All goods the subject of this contract are sold only upon the following terms and conditions unless otherwise expressly agreed by the Seller in writing and the buyer shall be deemed to agree that any term or condition of the Buyer which may be at variance with the terms and conditions set out herein shall not apply to this contract.

2. QUOTATIONS

Any acceptance by the Buyer of a quotation made by the Seller shall not constitute a contract until such acceptance is confirmed by the Seller writing.

3. DELIVERIES

Dates given for delivery are approximate only. The delivery of any instalment under this contract shall be considered as separate and severable. Default in delivery of any instalment shall not entitle the Buyers to treat the contract as repudiated. Any goods not taken by the Buyers during the continuance of this contract as herein specified may be sold for the account of the Buyers. Delivery must be taken within 7 days of a delivery or written advice of arrival, otherwise the Buyers shall become liable for storage charges.
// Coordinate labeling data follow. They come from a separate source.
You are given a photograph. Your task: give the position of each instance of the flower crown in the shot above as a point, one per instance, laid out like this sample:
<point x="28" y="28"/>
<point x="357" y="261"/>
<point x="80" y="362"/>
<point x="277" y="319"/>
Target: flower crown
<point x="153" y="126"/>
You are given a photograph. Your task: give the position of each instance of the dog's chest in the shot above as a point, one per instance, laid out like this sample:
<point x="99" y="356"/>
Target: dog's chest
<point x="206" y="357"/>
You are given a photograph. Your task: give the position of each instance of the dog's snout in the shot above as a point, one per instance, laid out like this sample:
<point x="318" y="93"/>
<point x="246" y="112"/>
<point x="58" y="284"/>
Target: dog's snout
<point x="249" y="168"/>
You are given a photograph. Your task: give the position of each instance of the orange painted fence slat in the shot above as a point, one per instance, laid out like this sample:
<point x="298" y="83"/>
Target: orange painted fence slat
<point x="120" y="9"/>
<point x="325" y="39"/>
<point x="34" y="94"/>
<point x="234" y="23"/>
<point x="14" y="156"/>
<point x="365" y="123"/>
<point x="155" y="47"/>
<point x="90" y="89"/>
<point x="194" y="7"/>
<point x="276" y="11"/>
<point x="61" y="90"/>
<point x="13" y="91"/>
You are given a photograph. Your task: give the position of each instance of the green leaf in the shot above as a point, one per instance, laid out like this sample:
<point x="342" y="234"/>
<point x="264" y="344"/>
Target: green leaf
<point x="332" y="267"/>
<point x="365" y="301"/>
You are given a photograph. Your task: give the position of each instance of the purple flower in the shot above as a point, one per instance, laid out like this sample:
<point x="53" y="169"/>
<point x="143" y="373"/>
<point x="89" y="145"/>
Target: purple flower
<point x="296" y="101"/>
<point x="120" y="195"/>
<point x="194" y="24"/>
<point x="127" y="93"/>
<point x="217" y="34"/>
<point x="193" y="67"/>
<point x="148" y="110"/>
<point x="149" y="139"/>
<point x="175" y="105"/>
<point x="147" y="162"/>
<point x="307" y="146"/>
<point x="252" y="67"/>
All payments for goods to be delivered and delivered in instalments must be made on their due dates otherwise the Seller may at their discretion refuse to deliver future instalments until such payments are received. Buyers must inspect and or are deemed to have inspected the goods upon delivery. After acceptance of a delivery order the Buyers are deemed to have accepted the goods in good satisfactory order and within the description of the sale.      

4. WARRANTY

  • The seller warrants only that the goods delivered shall be in accordance with the specification (if any) of the seller relating thereto and in any event the buyer must satisfy himself that the goods are fit for the purpose for which the buyer intends to use them before acceptance of delivery. Save as herein stated all express or implied statutory or either warranties, representations, whether as to fitness or otherwise, relating to the goods supplied by the seller are hereby excluded.
  • If the Buyer alleges that the goods delivered are not in accordance with the Seller's specification relating thereto, the buyer must notify the Seller within 7 days upon delivery and shall not dispose or use those goods in any way whatsoever pending completion of investigation by the Seller.
  • The buyer warrants that the title in the goods will remain with the seller till payment of the full sum.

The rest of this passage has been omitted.